GPU-DB College of Engineering
Computer Science

Spatial Data and Trajectory Data Management for GPUs

This material is based upon work supported by the National Science Foundation under Grant No.1302439 and 1302423. Any opinions, findings and conclusions or recommendations expressed in this material are those of the author(s) and do not necessarily reflect the views of the National Science Foundation (NSF).

Computer Science

Project Summary

Although locating and navigation devices embedded in smartphones have already generated large volumes of location and trajectory data, the next generation of consumer electronics are likely to generate even larger volumes of location-dependent data where spatial and trajectory data management techniques will play critical roles in understanding the data to facilitate decision making. Modern Graphics Processing Units (GPUs) are capable of general computing. Current generation of commodity GPUs have large numbers of processing cores, support even larger numbers of current threads and provide high memory bandwidth, yet are available at affordable prices. The massively data parallel computing power of GPUs makes the hardware ideal for spatial and trajectory data management which is both data and computing intensive.

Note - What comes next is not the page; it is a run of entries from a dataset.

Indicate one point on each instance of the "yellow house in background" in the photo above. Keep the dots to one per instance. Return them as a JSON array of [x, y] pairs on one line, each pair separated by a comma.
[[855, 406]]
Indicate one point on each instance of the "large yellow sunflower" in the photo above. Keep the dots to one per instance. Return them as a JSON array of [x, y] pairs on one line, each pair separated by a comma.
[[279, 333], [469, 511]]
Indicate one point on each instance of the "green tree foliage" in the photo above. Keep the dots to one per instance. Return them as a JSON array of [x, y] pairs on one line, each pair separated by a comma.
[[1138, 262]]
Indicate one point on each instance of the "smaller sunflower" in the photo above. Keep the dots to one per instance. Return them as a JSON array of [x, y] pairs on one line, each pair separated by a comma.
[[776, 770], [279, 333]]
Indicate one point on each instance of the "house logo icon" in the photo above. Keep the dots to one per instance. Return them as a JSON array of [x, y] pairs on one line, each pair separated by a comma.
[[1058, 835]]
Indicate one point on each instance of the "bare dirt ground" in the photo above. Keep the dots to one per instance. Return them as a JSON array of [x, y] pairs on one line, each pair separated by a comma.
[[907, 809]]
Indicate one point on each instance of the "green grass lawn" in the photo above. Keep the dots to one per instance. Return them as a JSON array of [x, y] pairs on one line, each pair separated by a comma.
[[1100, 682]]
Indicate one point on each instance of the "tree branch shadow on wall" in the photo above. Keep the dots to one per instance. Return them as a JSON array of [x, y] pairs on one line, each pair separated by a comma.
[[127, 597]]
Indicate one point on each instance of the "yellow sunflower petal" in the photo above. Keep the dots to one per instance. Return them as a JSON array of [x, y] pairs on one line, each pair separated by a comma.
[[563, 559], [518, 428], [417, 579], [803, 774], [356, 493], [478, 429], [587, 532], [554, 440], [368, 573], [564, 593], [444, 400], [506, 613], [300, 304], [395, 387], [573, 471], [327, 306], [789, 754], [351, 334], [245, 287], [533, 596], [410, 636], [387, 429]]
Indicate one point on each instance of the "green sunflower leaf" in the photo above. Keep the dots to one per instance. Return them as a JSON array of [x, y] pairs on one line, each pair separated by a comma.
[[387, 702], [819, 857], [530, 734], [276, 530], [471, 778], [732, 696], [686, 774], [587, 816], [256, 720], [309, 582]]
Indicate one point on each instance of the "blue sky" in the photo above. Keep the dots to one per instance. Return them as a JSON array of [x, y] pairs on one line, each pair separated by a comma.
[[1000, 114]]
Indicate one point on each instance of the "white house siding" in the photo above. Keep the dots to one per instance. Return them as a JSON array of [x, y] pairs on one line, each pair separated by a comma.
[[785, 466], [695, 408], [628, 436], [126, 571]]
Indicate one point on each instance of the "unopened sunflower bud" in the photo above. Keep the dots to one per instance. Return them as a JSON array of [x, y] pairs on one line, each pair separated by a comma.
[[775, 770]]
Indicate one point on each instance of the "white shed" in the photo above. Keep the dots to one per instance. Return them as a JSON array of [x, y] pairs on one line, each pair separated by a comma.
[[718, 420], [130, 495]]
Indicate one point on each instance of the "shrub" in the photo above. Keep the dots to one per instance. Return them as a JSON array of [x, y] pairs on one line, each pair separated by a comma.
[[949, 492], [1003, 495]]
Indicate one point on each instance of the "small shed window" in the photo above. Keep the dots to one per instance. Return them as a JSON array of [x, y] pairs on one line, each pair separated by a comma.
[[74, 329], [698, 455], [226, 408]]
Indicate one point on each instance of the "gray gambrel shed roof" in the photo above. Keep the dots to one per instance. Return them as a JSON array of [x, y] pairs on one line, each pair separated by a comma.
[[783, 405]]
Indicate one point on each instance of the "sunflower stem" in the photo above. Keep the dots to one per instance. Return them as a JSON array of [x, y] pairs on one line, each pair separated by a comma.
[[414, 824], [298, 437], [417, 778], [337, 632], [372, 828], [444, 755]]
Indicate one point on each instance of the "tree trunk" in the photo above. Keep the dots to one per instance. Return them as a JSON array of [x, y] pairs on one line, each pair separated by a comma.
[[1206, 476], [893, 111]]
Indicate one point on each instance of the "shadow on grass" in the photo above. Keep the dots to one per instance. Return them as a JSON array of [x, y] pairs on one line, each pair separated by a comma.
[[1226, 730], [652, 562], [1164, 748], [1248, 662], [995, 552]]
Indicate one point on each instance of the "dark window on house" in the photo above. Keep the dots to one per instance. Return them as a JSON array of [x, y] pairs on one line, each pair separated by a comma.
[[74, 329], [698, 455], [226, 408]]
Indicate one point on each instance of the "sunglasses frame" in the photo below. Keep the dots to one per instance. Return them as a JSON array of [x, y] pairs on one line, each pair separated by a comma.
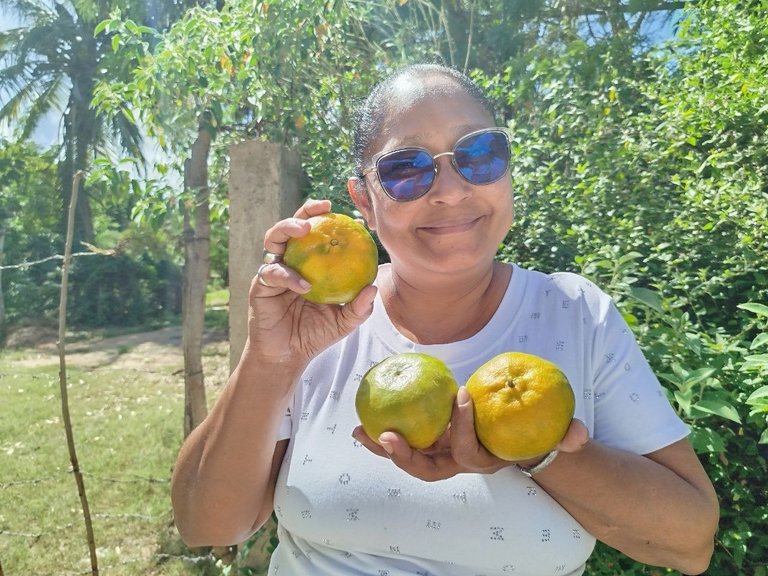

This project develops parallel indexing structures and query processing algorithms for spatial and trajectory data on GPUs to provide high performance which is crucial in speeding up existing applications and enabling new scientific and business inquiries. The project achieves its goals by developing: 1) novel spatial indexing techniques on GPUs; 2) novel spatial joins on GPUs; 3) novel trajectory segmentation and indexing techniques and trajectory similarity query processing techniques on GPUs; and 4) an end-to-end prototype system incorporated with open source database and GIS systems for performance evaluations and real world applications. Compared with existing spatial and trajectory data management systems that are mostly disk-resident and adopt a serial CPU computing model, the performance of GPU accelerated main-memory based systems is expected to achieve several orders of magnitude speedup and brings the performance of spatial and trajectory queries to a new level.

The research results are beneficial to many applications, such as transportation, urban planning, wild bird ecology, and epidemiology of infectious diseases. Collaboration is carried out with transportation engineers at the University Transportation Research Center in New York City and ecology scientists at the University of Oklahoma’s Earth Observing and Modelling Facility. The project also makes important impacts on education as it provides training for students in the areas of national critical needs: database research, high performance computing, GPU programming, GIS, transportation, mobile and ecology applications.